CISC 333 Large Project



Due beginning of class, Friday November 25th
Automatic extension to beginning of class, Friday December 2nd to allow for illness, overwork etc.
This project is expected to take you: 15 hours
You must hand in 1-2 pages describing your progress on the Friday of Week 9 (November 11th).

Questions:

This dataset contains gene expression data for people who have rhabdomyosarcoma, a soft-tissue cancer that is common in children. You can read up on gene expression analysis if you want to, but all you need to know is that the values represent measurements of levels of proteins in cells.

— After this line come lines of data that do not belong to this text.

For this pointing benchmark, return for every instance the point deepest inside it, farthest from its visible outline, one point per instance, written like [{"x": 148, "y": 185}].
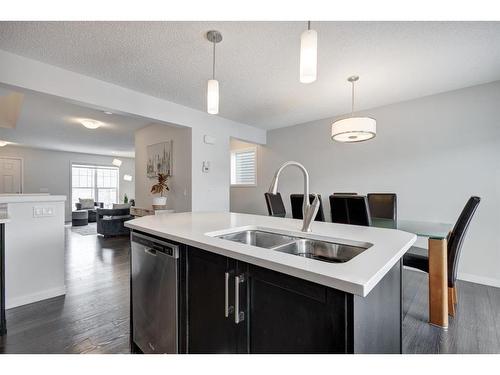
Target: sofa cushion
[
  {"x": 120, "y": 205},
  {"x": 86, "y": 203}
]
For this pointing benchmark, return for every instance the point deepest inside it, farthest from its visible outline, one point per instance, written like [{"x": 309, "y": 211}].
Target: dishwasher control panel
[{"x": 156, "y": 245}]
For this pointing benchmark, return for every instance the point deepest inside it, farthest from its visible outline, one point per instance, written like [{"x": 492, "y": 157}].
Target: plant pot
[{"x": 159, "y": 201}]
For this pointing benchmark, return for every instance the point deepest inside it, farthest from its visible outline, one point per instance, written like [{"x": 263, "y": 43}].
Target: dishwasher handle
[
  {"x": 150, "y": 251},
  {"x": 239, "y": 316}
]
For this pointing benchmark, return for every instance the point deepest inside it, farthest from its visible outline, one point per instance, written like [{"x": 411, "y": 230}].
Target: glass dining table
[{"x": 437, "y": 234}]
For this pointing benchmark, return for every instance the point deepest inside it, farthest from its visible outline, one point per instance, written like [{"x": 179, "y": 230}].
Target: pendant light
[
  {"x": 308, "y": 55},
  {"x": 213, "y": 85},
  {"x": 354, "y": 129}
]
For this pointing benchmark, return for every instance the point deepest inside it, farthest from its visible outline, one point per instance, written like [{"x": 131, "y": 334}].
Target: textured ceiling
[
  {"x": 51, "y": 123},
  {"x": 258, "y": 62}
]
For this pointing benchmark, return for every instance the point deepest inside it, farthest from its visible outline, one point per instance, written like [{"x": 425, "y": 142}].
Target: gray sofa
[
  {"x": 110, "y": 222},
  {"x": 92, "y": 211}
]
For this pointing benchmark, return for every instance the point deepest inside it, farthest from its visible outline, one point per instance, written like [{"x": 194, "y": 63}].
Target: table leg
[{"x": 438, "y": 282}]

The basic data is in the patientsvs8000genes.csv file. This is a stripped down version of much wider data -- the mechanism that measures these protein concentrations collects data about 22,000+ of them and this is tiny by today's standards.

The patient labels are in the file simplepatientlabels.txt, which contains A for those patients who were alive when the data was collected, and D for those who had died. One of the complications with this kind of data is that the labels are necessarily uncertain, since some of those who were alive when the data was collected might now be dead. This uncertainty is, of course, one-sided. But it motivates sophisticated clustering, since those who subsequently died should resemble those who had died, rather than those who didn't.

The identifiers for the genes are in the file 8000genenames.txt.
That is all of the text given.